At the phylum level, the abundances of Zoopagomycota, Mucoromycota, Rozellomycota, and Ascomycota in GZH was significantly higher than in WH, whereas the abundances of Calcarisporiellomycota, Kickxellomycota, and Neocallimastigomycota was lower (Figure 8A). Moreover, a total of 365 fungal genera exhibited significant differences between GZH and WH. Specifically, the abundances of 229 fungal genera (Cystobasidium, Nigrospora, Striaticonidium, Ustilago, Xenopyrenochaetopsis, Myxospora, Nemania, Neoascochyta, etc.) in GZH was significantly higher than in WH, while 136 fungal genera (Anaeromyces, Aspergillus, Hohenbuehelia, Hortaea, Hymenula, Lecanicillium, Leucoagaricus, Leucocoprinus, Lophiotrema, etc.) had significantly lower abundance in GZH compared to WH (Figure 8B). Additionally, 127 fungal genera (Acrocalymma, Amanita, Arachnomyces, Arcopilus, Arrhenia, Arthrinium, Arthrocatena, Arxiella, Ascochyta, Ascotricha, Beauveria, Botryosphaeria, Caecomyces, Calcarisporiella, Calycina, ect.) were completely absent in the gut fungal community of GZH. Similarly, 201 fungal genera (Acaulium, Achroiostachys, Acremoniopsis, Acrostalagmus, Agaricus, Aleurodiscus, Allophoma, Ampelomyces, Angustimassarina, Aplosporella, Apodus, Arxotrichum, Ascobolus, etc.) were undetectable in the gut fungal community of WH. The LEfSe analysis and LDA scores were utilized to further elucidate the differences between GZH and WH (Figures 9A,B).
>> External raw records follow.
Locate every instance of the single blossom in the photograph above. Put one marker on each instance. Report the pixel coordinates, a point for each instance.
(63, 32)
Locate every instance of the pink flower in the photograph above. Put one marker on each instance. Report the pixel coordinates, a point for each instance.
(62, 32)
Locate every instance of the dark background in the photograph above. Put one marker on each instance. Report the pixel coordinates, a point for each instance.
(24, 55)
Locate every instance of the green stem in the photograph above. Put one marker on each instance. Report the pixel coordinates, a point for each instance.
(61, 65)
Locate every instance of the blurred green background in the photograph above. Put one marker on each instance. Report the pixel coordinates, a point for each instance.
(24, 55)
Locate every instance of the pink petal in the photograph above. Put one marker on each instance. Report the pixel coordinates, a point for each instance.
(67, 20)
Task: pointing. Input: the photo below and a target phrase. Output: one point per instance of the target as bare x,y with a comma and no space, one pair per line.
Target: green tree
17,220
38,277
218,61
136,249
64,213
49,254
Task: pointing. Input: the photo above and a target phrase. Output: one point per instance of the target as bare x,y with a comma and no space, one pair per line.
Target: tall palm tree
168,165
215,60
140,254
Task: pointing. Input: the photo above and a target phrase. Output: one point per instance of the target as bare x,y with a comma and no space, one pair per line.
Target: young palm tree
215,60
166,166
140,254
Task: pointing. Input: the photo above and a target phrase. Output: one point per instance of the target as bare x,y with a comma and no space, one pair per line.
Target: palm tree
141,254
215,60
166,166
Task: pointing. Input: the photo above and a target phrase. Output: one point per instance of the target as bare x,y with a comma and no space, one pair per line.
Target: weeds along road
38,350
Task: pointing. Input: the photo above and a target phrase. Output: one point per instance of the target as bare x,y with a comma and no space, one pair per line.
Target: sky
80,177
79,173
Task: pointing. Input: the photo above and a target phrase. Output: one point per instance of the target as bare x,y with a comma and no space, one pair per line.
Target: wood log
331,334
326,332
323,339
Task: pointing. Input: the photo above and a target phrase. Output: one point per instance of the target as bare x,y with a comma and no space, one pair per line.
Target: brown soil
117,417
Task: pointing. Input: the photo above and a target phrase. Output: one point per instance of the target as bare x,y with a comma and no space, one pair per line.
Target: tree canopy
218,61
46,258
Figure 8. Comparison of gut fungal community at the phylum (A) and genus (B) level between GZH and WH. Data were not fully shown. Data were not fully shown. All the data represent means ± SD. *p < 0.05, **p < 0.01, ***p < 0.001.
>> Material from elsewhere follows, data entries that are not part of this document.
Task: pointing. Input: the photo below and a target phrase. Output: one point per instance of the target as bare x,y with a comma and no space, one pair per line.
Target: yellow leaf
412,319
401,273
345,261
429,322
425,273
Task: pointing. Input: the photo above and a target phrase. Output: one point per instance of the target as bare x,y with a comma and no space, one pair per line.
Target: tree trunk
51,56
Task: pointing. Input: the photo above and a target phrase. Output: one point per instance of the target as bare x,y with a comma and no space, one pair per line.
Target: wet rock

Figure 9. Differential fungi at different taxonomic levels related to GZH or Dutch WH. (A) Cladogram. (B) LDA scores. Only LDA values >4 can be displayed.
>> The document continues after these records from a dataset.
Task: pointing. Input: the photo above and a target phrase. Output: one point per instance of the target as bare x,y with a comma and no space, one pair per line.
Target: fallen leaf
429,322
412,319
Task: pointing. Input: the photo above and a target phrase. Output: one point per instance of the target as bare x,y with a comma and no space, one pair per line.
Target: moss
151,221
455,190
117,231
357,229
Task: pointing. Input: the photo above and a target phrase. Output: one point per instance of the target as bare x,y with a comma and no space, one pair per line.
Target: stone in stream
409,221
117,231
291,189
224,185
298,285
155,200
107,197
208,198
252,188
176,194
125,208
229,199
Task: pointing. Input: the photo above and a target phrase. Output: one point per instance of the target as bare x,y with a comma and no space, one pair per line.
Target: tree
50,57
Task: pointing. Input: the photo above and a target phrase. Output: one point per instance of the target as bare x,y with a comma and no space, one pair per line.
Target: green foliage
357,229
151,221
Representative gut bacterial and fungal communities were analyzed using Python to investigate correlations between them. Figure 10 illustrates the direct relationship between select bacteria and fungi. In the gut bacterial community, Ruminococcus showed a positive association with Lachnospiraceae_AC2044_group, Prevotellaceae_UCG_003 (0.87) and Phascolarctobacterium (0.86). However, it was inversely related to Christensenellaceae_R_7_group (−0.75), Phoenicibacter (−0.89), and unclassified_Erysipelotrichaceae (−0.88). Lachnospiraceae_UCG_009 was negatively correlated with Fibrobacter (0.85), Streptococcus (0.80) and unclassified_p_251_o5 (0.80). Prevotella was positively associated with unclassified_p_251_o5 (0.81), Fibrobacter (0.81), Treponema (0.79), Lachnospiraceae_AC2044_group (0.79), Saccharofermentans (0.78) and Saccharofermentans (0.78). Phascolarctobacterium exhibited positive associations with Lachnospiraceae_AC2044_group (0.89), Prevotellaceae_UCG_003 (0.79), Fibrobacter (0.76), and Streptococcus (0.75), while showing an inverse relationship with Phoenicibacter (−0.84).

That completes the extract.